そして除災、招福を願う木製の太刀を持ち、大山の水や酒を納める御神酒枠(おみきわく)をかついで出発した。
赤坂、青山、渋谷、三軒茶屋、長津田、厚木を通ったが、沿道の村々は大山灯籠を立てて道案内したという。
帰りは江ノ島に寄るコース、富士登山と組み合わせるコースなどがあって、旅を楽しんだ。
出典:TBS落語研究会
【あらすじ】
現在、登山はスポーツやレジャーだが、当時は神信心で登っていた。
講中があって富士山なら富士講、大山なら大山講が組織されていて、その講のリーダーが先達さんと言われ、山案内をした。
当日は七つ立ち(午前4時)で、先達さんの家に集まった。
「決め式を守ってくださいよ。腹を立てたやつは二分(1両の1/2)払い、暴れたやつは坊主だから。」と言う事で出発した。
この決め式が効いたのか、道中間違いなくお山も済ませて、神奈川宿は大米屋さんという宿に入った。
仲間の講から酒の差入れがあったので、先達さんが足して5升の酒を仲間に振る舞った。
先達さんは若い者だけにしてあげるからと、早々に隣の旅籠に行ってしまった。
酒が入った熊さんが、湯船に乱暴に入ってきた。
熊が放った屁が仲間の鼻先で破裂した。
それを吸い込んでしまったので、喧嘩が始まった。
「俺は腹を立てたから、二分払うが、熊は暴れたので坊主にする」と息巻いたが、若者頭に止められた。
しかし、酔っているので収まらない。熊を探すと酒と風呂で酔いが回って大の字になって酔いつぶれていた。
仲間二人で熊の頭を坊主にしてしまった。
翌朝は早立ち、お膳を一つごまかして、熊を置いて出掛けてしまった。
女中さんに起こされ、始めて坊主になってしまった、自分を認めたが後の祭り。
通し駕籠を雇って一足お先に江戸へ戻ってきた。
熊の女房に、山に行った連中のおかみさん全員集めさせた。
「今年のお山は素晴らしかった。帰り道、金沢八景に回って舟に乗る事になった。気が進まなかったが『残る』とも言えずに舟に乗った。船頭が『天気がおかしいので、またの日になさい』と言ったが、江戸っ子だからと舟を出した。烏帽子岩を回るときは解らなかったが、その先にポツリと雲が湧いて、見る見るうちに真っ暗になってしまった。ポツリポツリと雨が降ってきたが、間もなく前後も、雨も海も解らないくらいの雨になった。『キャ-キャ~』言っていると、 突風も加わって、舟がひっくり返ってしまった。
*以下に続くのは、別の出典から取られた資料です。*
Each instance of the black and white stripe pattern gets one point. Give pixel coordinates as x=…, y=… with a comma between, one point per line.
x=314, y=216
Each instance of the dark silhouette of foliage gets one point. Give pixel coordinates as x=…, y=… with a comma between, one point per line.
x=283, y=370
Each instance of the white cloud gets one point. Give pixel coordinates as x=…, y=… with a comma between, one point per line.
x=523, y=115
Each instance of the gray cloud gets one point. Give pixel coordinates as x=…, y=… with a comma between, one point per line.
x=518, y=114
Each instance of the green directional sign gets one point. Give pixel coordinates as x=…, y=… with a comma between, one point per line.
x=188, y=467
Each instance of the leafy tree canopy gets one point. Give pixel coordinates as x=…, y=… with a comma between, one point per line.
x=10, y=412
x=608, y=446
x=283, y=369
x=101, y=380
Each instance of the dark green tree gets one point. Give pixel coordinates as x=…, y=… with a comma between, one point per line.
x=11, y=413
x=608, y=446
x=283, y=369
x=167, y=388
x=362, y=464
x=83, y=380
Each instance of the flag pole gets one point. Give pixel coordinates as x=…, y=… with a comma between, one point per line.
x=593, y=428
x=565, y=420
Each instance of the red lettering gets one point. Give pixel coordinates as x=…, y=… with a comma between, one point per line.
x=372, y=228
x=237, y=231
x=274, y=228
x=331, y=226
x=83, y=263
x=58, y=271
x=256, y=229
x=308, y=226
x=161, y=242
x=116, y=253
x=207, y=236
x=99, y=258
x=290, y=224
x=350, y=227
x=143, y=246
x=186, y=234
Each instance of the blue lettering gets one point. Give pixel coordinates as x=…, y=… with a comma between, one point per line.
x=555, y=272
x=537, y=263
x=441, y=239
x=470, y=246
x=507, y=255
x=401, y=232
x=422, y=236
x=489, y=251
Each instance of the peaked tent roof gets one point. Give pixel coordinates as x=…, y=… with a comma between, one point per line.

間もなくして気が付くと誰一人知るものが居ない。『船が沈んで浜に打ち上げられたのはアンタ一人だ』と言われたときは、海に飛び込んで死んでしまおうと思った。しかし『お前さんが死んだら、誰がこの事を知らせるんだ』と言われて、ハズカシながら江戸に戻ってきた。この先、いくら待ってもアンタ達のご亭主は帰っては来ませんよ」。
若いおかみさん達は「ワァーワー」泣き出した。
「みなさん、熊さんをなんて呼んでるんだい。ほら熊、千三つの熊、チャラ熊と呼ばれてるんだよ。ウソに決まっているだろう。」、「先達さんのおかみさん、そう呼ばれているが『生き死に』の冗談は言わない。皆さんの菩提を弔うために坊主になった」と言って、頭の手ぬぐいを取って坊主頭を見せた。
「見栄坊の熊さんが坊主になったのだから本当だろう」と先達さんのおかみさんが泣き出したのでたまりません。
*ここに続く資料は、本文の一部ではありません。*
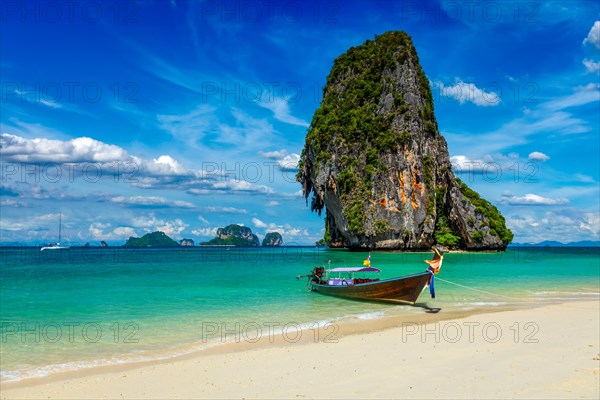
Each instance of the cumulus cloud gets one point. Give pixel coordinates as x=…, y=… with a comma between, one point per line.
x=14, y=148
x=468, y=93
x=463, y=163
x=591, y=66
x=224, y=210
x=593, y=37
x=281, y=111
x=531, y=199
x=100, y=231
x=564, y=225
x=150, y=223
x=537, y=156
x=210, y=232
x=12, y=203
x=153, y=201
x=590, y=222
x=285, y=161
x=285, y=230
x=237, y=185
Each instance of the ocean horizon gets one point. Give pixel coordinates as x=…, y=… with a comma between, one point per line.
x=87, y=307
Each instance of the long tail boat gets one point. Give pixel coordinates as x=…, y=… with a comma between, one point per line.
x=353, y=283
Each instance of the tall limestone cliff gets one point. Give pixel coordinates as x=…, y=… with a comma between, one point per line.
x=374, y=158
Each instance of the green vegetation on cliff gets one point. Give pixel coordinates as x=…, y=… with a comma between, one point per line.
x=496, y=221
x=374, y=158
x=349, y=117
x=154, y=239
x=234, y=235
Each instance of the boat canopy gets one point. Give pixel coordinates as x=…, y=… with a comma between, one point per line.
x=355, y=269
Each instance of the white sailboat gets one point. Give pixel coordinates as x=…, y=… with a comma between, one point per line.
x=56, y=246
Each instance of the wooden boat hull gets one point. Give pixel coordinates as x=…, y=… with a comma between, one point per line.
x=396, y=290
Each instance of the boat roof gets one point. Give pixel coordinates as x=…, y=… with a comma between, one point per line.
x=355, y=269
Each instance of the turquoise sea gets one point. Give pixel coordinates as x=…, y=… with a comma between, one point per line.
x=85, y=307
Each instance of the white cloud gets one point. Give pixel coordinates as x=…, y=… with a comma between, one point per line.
x=564, y=225
x=463, y=163
x=150, y=224
x=258, y=223
x=537, y=156
x=224, y=210
x=285, y=161
x=531, y=199
x=590, y=222
x=236, y=185
x=78, y=150
x=468, y=92
x=210, y=232
x=593, y=37
x=99, y=231
x=281, y=111
x=151, y=201
x=285, y=230
x=12, y=203
x=548, y=118
x=591, y=66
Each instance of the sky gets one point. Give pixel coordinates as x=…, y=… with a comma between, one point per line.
x=185, y=116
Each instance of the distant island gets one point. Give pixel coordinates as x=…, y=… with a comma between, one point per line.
x=234, y=235
x=154, y=239
x=273, y=239
x=552, y=243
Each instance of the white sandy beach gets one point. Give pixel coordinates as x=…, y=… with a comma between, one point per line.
x=547, y=352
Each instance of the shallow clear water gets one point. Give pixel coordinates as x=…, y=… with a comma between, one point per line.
x=62, y=310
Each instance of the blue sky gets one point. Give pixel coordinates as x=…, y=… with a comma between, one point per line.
x=184, y=116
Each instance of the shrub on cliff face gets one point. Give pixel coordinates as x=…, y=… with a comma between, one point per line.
x=375, y=159
x=496, y=221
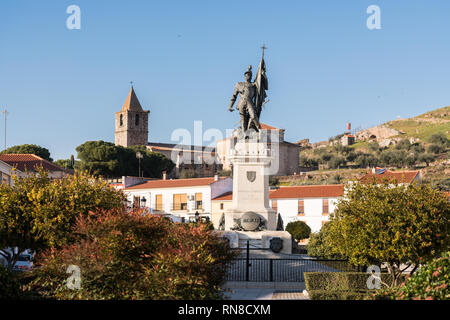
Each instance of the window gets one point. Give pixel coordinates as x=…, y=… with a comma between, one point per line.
x=325, y=206
x=198, y=201
x=275, y=205
x=158, y=202
x=180, y=201
x=136, y=202
x=301, y=207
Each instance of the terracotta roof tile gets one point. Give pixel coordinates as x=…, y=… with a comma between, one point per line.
x=30, y=162
x=389, y=176
x=132, y=102
x=299, y=192
x=175, y=183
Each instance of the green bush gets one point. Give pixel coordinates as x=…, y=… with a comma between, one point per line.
x=337, y=295
x=317, y=247
x=430, y=282
x=340, y=285
x=128, y=255
x=9, y=286
x=299, y=230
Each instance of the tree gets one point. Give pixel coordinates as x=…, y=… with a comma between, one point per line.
x=29, y=149
x=38, y=212
x=403, y=144
x=188, y=173
x=299, y=230
x=336, y=161
x=440, y=139
x=364, y=160
x=390, y=223
x=67, y=163
x=374, y=146
x=430, y=282
x=106, y=159
x=128, y=255
x=317, y=246
x=435, y=148
x=426, y=157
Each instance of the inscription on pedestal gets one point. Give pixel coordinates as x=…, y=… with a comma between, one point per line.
x=250, y=221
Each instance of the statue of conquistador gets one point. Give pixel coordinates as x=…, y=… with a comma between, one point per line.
x=246, y=104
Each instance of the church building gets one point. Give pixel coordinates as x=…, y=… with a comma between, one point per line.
x=132, y=129
x=131, y=123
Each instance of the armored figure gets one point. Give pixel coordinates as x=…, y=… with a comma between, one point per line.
x=246, y=105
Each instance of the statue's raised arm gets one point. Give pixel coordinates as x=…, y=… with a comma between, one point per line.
x=252, y=97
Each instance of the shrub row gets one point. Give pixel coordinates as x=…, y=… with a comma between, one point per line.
x=340, y=285
x=338, y=294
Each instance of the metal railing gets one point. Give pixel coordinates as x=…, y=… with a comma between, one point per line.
x=282, y=269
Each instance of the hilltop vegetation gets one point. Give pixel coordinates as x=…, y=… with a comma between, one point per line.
x=424, y=126
x=422, y=142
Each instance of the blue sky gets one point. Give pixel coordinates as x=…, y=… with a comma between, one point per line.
x=325, y=68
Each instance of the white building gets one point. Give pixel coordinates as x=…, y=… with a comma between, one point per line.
x=311, y=204
x=6, y=173
x=180, y=197
x=29, y=163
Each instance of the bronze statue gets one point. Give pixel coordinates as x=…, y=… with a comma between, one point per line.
x=252, y=97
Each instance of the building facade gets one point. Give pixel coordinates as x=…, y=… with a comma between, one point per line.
x=7, y=172
x=131, y=123
x=180, y=197
x=30, y=163
x=311, y=204
x=288, y=154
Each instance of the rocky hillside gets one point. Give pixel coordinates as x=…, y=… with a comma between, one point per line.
x=419, y=128
x=419, y=143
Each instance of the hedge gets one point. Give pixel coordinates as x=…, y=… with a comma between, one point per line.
x=338, y=294
x=340, y=285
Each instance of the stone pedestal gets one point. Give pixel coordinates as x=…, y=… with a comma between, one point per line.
x=251, y=161
x=251, y=218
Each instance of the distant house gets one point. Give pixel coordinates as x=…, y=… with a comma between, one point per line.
x=381, y=175
x=31, y=163
x=348, y=139
x=7, y=172
x=180, y=197
x=286, y=152
x=311, y=204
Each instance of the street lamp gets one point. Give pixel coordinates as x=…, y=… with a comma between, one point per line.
x=197, y=216
x=139, y=156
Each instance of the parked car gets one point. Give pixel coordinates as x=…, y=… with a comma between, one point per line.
x=24, y=262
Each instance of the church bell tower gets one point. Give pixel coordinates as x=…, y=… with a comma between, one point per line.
x=131, y=123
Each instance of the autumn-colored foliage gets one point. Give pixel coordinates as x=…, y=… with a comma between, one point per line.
x=38, y=212
x=430, y=282
x=397, y=225
x=128, y=255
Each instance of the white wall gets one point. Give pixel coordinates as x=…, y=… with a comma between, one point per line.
x=167, y=198
x=288, y=209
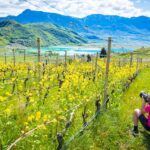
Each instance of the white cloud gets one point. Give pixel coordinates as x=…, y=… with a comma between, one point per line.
x=77, y=8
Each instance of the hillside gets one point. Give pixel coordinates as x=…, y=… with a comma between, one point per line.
x=95, y=27
x=27, y=34
x=111, y=130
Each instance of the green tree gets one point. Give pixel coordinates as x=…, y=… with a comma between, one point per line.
x=103, y=53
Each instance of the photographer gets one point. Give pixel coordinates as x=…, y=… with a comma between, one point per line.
x=139, y=114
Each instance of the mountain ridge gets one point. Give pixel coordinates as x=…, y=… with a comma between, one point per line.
x=94, y=27
x=26, y=34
井戸に飛び込もうとする者まで出たので「そんなに菩提を弔いたいのなら坊主になったら良い」と騙して、全員丸坊主にしてしまった。
百万遍の大きな数珠を回しながら、南無阿弥陀仏、南無阿弥陀仏。
話変わって、神奈川を出た一行。川崎、早昼。大森が八つ。
日イッパイに品川に入ろうという、のんびりした旅です。
品川八つ山下の茶屋に腰掛けて、迎えを待っている一行であったが、だれも顔を見せない。
おかしいので、考えてみると「川崎宿で追い抜いていった駕籠が温気が激しいのにタレを降ろしていた。あれはきっと熊が乗っていたのではないだろうか」、「それでは迎えは来ないだろう。」と言う事で、江戸に向かって歩き出した。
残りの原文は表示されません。